Currently, Daft aggregation syntax is a little loose and is modelled after PyArrow.
df.agg([(col("a"), "agg-string")])
This has a few issues:
- Hard to document - I believe we actually don't have documentation anywhere at the moment about the full list of aggregation options available here.
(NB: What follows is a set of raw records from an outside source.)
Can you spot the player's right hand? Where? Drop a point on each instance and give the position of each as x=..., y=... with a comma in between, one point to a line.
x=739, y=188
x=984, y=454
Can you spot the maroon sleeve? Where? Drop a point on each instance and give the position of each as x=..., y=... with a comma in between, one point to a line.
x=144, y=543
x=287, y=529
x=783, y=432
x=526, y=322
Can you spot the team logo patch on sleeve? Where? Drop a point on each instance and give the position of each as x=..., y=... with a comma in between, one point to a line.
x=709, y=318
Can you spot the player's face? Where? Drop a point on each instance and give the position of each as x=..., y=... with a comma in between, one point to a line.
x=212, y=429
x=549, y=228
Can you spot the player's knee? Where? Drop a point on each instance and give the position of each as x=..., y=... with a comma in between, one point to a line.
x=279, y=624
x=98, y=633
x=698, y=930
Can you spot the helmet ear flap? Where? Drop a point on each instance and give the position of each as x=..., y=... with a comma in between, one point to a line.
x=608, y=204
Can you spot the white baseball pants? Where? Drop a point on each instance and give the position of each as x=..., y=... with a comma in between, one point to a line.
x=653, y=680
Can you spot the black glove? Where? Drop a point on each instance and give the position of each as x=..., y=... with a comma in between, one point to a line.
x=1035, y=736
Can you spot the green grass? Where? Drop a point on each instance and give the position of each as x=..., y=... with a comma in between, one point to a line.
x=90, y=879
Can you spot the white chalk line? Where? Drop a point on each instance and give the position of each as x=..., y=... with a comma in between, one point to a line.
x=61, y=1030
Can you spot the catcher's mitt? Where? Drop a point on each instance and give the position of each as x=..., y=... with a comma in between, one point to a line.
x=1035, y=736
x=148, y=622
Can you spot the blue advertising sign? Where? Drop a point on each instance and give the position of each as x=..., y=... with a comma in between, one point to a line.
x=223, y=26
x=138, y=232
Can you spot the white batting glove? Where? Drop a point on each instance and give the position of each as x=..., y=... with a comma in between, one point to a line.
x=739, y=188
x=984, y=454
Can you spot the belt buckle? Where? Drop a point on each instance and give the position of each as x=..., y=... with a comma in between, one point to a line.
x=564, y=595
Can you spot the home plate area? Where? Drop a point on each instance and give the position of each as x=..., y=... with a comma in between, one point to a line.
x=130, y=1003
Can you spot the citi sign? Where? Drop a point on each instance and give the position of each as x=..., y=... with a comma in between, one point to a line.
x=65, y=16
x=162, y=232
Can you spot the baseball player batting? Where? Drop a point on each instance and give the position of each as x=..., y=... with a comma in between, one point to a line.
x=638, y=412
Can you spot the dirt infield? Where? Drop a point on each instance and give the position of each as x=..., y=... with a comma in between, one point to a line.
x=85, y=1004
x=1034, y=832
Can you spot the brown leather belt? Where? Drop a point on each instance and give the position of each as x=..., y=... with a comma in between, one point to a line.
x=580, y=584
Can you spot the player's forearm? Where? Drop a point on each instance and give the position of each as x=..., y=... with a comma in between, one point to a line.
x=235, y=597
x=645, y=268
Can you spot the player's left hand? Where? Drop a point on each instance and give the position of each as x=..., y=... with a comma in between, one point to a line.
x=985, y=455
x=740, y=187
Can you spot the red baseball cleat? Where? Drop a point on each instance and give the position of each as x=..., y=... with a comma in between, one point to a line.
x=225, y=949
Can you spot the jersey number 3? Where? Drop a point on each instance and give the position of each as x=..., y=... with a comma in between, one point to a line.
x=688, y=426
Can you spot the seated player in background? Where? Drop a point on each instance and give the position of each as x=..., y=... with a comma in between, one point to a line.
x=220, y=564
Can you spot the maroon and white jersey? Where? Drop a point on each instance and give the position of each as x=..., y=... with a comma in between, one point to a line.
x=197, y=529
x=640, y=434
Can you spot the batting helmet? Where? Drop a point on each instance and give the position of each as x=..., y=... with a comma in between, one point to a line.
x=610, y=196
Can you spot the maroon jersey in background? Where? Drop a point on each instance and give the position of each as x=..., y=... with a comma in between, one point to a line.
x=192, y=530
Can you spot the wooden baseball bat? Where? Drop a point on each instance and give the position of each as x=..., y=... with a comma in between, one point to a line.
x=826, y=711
- Hard/unintuitive to assign new names to the aggregated column: currently users have to do
(col("a").alias("a_count"), "count")in order to avoid errors if grouping by column "a". Not doing so yields a pretty confusing error message:Expressions must all have unique names; saw a twice - Misspelling the aggregation string also yields a confusing error:
NotImplementedError: LogicalPlan construction for operation not implemented: foo. A full list of options is not presented to the user.
Proposal
# Syntax: df.agg(<aggregated_colname>=<agg_expression>)
df.agg(
a_count=col("a").agg.count(),
b_min=col("b").agg.min(),
)
- Documentation can be under the
Expression.aggnamespace - Users assign a new name to the aggregated column using the kwarg's name
- No misspelling the aggregation string, since they are now method names and not arbitary strings
cc @@skrawcz as well
@jaychia for rolling/window support you could build an API like this:
df.agg( # if rows are weeks...
a_3wk_rolling_mean=col("a").agg.mean().over(3),
a_7wk_rolling_mean=col("a").agg.mean().over(7),
)
Related to aggregations -- being able to use them in an expression would be nice, so something like:
df.select(
a=col("a"),
a_zero_mean=(col("a") - col("a").agg.mean())
) # or with cols, and then a select...
@kevinzwang @jaychia Do we think we can close this now?
Yep, this has been resolved by #2000. Closing now!